DOI: https://doi.org/10.1016/j.apsoil.2018.08.001

Interpretive Summary: This work investigated the roles of soil fungal communities on the biodegredation of contaminated forest soils. Using a combination of next-generation DNA sequencing and direct culturing methods the distribution of soil fungal taxa assessed. Informed by DNA sequencing data, targeted isolation methods were used to culture and identify fungal species not typically captured in standard culturing surveys. Results of this work indicate the fungal genera Penicillium and Trichoderma were disproportionately abundant in multiple heavy metal contaminated soils. This finding will inform future research on the use of these fungal genera in bioremediation of contaminated environments.

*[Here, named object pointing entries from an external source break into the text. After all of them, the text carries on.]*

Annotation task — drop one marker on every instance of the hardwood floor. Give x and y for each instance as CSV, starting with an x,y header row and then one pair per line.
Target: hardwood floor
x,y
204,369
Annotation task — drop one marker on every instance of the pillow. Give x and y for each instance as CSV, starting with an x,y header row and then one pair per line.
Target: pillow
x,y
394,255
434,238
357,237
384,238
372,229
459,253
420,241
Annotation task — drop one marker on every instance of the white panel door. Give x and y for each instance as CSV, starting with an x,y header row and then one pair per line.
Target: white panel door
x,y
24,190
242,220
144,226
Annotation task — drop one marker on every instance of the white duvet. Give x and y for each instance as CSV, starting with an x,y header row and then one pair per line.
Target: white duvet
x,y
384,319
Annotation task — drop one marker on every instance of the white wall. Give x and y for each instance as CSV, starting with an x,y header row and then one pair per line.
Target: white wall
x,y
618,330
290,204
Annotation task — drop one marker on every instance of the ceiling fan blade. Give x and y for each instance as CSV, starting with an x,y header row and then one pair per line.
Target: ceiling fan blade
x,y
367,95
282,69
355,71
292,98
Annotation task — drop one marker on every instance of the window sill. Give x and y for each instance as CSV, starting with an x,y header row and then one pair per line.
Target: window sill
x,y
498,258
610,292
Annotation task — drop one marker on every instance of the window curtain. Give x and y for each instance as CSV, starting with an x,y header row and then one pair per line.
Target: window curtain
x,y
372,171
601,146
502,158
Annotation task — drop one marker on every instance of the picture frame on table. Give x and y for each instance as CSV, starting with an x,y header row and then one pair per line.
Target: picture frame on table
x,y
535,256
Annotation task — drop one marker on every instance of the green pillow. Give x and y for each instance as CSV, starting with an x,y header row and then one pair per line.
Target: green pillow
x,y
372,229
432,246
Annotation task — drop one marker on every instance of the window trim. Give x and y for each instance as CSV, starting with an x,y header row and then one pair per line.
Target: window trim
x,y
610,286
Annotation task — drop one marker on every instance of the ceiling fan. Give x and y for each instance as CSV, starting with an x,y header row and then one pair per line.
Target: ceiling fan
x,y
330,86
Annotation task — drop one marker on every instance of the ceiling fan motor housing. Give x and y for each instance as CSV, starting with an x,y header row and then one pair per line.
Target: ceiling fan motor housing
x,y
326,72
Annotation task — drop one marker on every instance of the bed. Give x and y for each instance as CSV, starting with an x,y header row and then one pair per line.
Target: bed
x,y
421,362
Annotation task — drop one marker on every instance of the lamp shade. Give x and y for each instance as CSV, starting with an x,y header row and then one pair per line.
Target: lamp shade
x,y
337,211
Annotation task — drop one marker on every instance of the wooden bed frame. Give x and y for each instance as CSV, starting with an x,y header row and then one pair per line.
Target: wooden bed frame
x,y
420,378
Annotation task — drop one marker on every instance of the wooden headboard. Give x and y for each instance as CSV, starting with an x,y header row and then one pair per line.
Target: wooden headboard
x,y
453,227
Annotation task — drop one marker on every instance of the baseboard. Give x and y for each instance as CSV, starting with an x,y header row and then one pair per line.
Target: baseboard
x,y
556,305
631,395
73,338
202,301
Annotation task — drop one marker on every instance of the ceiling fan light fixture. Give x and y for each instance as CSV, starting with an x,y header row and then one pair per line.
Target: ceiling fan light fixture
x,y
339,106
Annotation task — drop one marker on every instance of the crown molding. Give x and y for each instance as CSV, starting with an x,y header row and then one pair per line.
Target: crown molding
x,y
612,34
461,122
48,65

Technical Abstract: Natural soils represent a rich reservoir of novel and diverse microbial communities. Heavy metal tolerant fungi have been described in contaminated soils and water, but it is unknown how abundant and diverse they are in natural systems. We isolated and identified heavy metal tolerant fungi from a temperate pine forest (Duke Forest, NC, USA) and determined their soil abundance and distribution using amplicon sequencing. Soil serial dilutions were inoculated on malt extract agar with metal concentrations between 100 and 1000'ppm of FeSO4, ZnSO4, CuSO4, Al2(SO4)3, Pb(NO3)2, NiCl2, CdCl2, and K2Cr2O7, depending on the metal used, at 25'°C. A total of 425 fungal isolates were obtained, from which the majority were isolated in Pb enriched-medium and the least from Cr and Al enriched media. A total of 62 unique Operational Taxonomic Units (OTUs) were identified at 97% sequence similarity using the ITS nuclear ribosomal RNA. The most common and diverse genera isolated were Penicillium and Trichoderma, with 126 and 92 isolates, representing 10 and 6 unique OTUs, respectively. Umbelopsis, Pochonia, Pseudogymnoascus, Trichocladium, and Ilyonectria are reported for the first time as tolerant taxa to multiple metals. The use of culture-based methods also revealed the presence of taxa that could not be detected using soil amplicon sequencing; these non-detectable OTUs corresponded to cultures with low isolation rates. The most commonly isolated taxa were detected using amplicon sequencing in 90–100% of the soil samples and soil depths using direct sequencing techniques, showing consistent results with the cultured-based methods. Penicillium, Trichoderma, Umbelopsis, and Saitozyma sequences were detected in 100% of the soil samples (156 samples) at all soil depths. Our study shows that this natural environment contained abundant and diverse communities of heavy metal tolerant fungi similar to those reported in metal contaminated sites.